Listen, I’m going to be upfront with you at the top. Any bold declarations about the Detroit Lions’ 2020 schedule—whether it be really easy or really hard—are completely baseless at this time of year. We have no idea how hard or easy the Lions’ schedule is, because we have no idea how good their opponents are. This time of year, you’ll hear bold proclamations from just about every fan base that their schedule is either way too hard or so easy.
Case in point, the Lions’ strength of schedule very much depends on which metric you’re using. Let’s start with the bad news. If you go by last year’s records, the Lions have one of the toughest 2020 schedules in the league. With a combined record of 134-121-1 (.525 win percentage), the Lions are tied for the fifth-hardest schedule in the NFL.
“Wow, that’s totally unfair! How is it possible they have a harder schedule than everyone else in their division? Doesn’t the NFL adjust to make it that way?”
Well, when everyone else in the division gets to play the 3-12-1 Lions twice, it tends to override any measures in place adjusting for competitive advantages.
Most statisticians, however, believe that using last year’s record is a poor way to predict success for the following season (and they’re right). So when determining strength of schedule, many prefer to use Vegas win total projections—the over/unders set by oddsmakers for the 2020 NFL season. And by using that metric, the Lions actually have one of the easiest schedules.
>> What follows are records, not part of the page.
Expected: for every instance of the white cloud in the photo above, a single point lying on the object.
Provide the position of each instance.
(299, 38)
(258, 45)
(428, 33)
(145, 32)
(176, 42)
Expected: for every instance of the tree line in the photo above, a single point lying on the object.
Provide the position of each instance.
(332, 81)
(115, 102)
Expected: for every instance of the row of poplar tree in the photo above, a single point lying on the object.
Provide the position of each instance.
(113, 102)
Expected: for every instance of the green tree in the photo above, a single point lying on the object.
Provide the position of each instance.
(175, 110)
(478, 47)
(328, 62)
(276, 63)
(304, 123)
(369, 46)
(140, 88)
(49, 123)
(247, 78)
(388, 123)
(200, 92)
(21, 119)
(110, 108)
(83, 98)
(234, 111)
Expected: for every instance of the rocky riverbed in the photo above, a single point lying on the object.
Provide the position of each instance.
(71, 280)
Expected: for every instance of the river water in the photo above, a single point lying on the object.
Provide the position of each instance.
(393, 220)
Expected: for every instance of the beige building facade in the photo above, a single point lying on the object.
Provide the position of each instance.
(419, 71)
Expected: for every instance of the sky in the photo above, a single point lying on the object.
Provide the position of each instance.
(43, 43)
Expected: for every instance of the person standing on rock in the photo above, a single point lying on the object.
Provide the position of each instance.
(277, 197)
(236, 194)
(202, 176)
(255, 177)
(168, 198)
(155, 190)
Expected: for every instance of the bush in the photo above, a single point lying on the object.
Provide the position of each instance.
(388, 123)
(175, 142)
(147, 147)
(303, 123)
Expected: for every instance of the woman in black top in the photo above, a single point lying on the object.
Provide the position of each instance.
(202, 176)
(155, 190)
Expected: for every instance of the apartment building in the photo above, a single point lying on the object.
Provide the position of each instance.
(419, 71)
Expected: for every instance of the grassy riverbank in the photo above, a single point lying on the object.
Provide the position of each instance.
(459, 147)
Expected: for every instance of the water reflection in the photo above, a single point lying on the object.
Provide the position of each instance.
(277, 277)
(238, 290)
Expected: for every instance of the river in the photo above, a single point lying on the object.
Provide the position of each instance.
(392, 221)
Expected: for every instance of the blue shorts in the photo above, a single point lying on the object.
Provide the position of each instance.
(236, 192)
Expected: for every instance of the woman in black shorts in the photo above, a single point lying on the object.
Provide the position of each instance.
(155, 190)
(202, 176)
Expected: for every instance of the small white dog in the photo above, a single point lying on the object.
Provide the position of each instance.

Per Sharp Football Stats, the Lions have the eighth easiest schedule.
But while Vegas oddsmakers tend to make better projections than last year’s data, that, too, is a very inexact science.
So when talking about strength of schedule, it really makes most sense to talk about tangible advantages/disadvantages that are known. Opponent strength is an unknown factor right now. However, travel distance is something that is known. Amount of rest between games compared to your opponent is known. Those factors may not have as strong of an impact on the final outcome, they do have some impact.
Brian Macdonald, the director of Sports Analytics at ESPN, took a look at some of these known factors, and the Lions look like they fared pretty well:
The Lions won’t have to travel too far in 2020, they only have back-to-back road games twice this year—and never have three straight road games—and their rest differential is negligible. The only team in the NFC that came out better was the Chicago Bears and the Atlanta Falcons. Meanwhile, the Vikings and Packers have huge disadvantages in rest differential.
Obviously, there are other things to consider here. The Lions’ early bye week is an annoyance, but a season finale in Detroit could end up being a huge benefit. Just don’t pay too much attention to the strength of opponent stuff yet.